DNA study update - related Fitzhenry families in Maum and Cornamona, County Galway

Within the past few days we have had the very exciting news that two of the Fitzhenry families originating in County Galway are related. The geographical origins are only 11 miles (18 km) apart but as parish records failed to show a connection, up to now we could only speculate.

Once again DNA testing has shown that there is a link between these families going through the male line. Analysis of the Y chromosome which is passed from father to son, has shown that a male descendent from each family share a very close DNA pattern with only 1 difference out of the 37 DNA markers tested.

So let's have a look at these two families, and perhaps someone out there will recognise a pattern from their Fitzhenry family and send in some more information. Our knowledge is hampered by these families not always registering their births, marriages and deaths with the authorities in Ireland!

The family of Edward (or Edmund) Fitzhenry of Maam (or Maum) 
This is the more westerly of the two families. The mountains out here are beautiful but bleak. The farming life must have been very hard.

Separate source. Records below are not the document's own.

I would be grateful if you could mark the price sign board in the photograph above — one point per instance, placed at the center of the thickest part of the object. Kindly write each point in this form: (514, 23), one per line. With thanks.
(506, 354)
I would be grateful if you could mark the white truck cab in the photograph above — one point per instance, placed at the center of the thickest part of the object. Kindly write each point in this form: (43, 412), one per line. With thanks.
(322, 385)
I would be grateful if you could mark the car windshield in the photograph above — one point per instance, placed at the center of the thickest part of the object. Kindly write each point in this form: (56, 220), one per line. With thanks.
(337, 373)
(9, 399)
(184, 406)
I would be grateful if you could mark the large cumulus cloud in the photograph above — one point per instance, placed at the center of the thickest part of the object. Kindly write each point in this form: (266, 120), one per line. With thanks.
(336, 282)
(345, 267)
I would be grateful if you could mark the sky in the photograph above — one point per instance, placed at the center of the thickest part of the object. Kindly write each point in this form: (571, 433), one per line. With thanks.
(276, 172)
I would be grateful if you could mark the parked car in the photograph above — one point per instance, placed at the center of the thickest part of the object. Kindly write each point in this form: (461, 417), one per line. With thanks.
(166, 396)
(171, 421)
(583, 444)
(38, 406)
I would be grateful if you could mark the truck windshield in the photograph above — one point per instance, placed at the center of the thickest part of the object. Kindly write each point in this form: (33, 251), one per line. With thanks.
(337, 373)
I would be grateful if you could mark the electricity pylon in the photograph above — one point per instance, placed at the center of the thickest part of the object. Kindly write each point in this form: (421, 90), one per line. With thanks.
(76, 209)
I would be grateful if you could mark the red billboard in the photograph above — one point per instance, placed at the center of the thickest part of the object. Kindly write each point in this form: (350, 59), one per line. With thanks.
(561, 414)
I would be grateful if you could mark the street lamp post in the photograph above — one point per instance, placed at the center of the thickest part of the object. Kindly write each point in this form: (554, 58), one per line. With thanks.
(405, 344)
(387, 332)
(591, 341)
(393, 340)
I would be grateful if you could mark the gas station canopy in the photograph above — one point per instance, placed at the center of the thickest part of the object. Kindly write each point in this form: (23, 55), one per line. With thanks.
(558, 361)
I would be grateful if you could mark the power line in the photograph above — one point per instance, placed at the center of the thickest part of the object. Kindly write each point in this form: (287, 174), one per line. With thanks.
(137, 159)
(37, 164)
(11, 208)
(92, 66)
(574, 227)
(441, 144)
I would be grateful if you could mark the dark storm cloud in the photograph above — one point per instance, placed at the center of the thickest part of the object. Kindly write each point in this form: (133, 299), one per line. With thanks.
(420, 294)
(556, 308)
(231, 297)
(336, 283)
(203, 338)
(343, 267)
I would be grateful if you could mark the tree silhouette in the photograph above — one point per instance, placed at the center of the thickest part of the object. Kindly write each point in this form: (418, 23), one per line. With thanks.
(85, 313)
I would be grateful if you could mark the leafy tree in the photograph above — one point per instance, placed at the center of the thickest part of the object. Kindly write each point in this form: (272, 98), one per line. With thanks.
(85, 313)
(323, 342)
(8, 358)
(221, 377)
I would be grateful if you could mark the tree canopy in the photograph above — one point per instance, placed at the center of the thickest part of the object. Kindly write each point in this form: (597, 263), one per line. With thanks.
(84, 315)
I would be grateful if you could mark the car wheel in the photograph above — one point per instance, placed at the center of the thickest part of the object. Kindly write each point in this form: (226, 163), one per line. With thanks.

Thanks to the family history information provided by Frank Fitzhenry and Lenard Baldy.
The earliest known male ancestor was Edward Fitzhenry (b 1830) who married Catherine Shaughanessy. In the Griffith's valuations of 1855 he is known as Edmund and is renting land in Maum East from the Earls of Leitrim and Charlesmont.

Edmund had at least 2 children, Mary born 1859, and William (1856 - 1915) who married Bridget Lydon (1869-1953). William and Bridget had at least 11 children:
Patrick ( b and d 1885)
Mary  (b 1886) emigrated to Pittsburgh, married John Coyne
Bridget (1890 - 1971) emigrated to Pittsburgh, married Anthony Coyne
Martin (1892 - 1973) stayed in Maum on the farm, did not marry
Thomas (1893 - 1906)
Stephen (1895 - 1968) emigrated to Pittsburg, married Bridget
Sabina (1898 - 1995) emigrated to Pittsburgh, married James O'Donnell
John (1900 - 1982) emigrated to England, married Ethel Johnson
Edward (1902 - 1957) emigrated to Pittsburgh, married Nora Staunton
William Joseph (1904 - 1985) emigrated to Pittsburgh, married Bridget Joyce
Myles (1906 - 1989) emigrated to Pittsburgh, married Helen Theresa Lally and died in Fort Lauderdale

As far as I can tell, all the surviving descendents of William Fitzhenry and Bridget Lydon now live in the US.
The family of Thomas Fitzhenry of Cornamona
Cornamona is 11 miles east of Maum down the only winding road around the base of the mountains. I am indebted to the research done by Jim McDonough for most of this tree.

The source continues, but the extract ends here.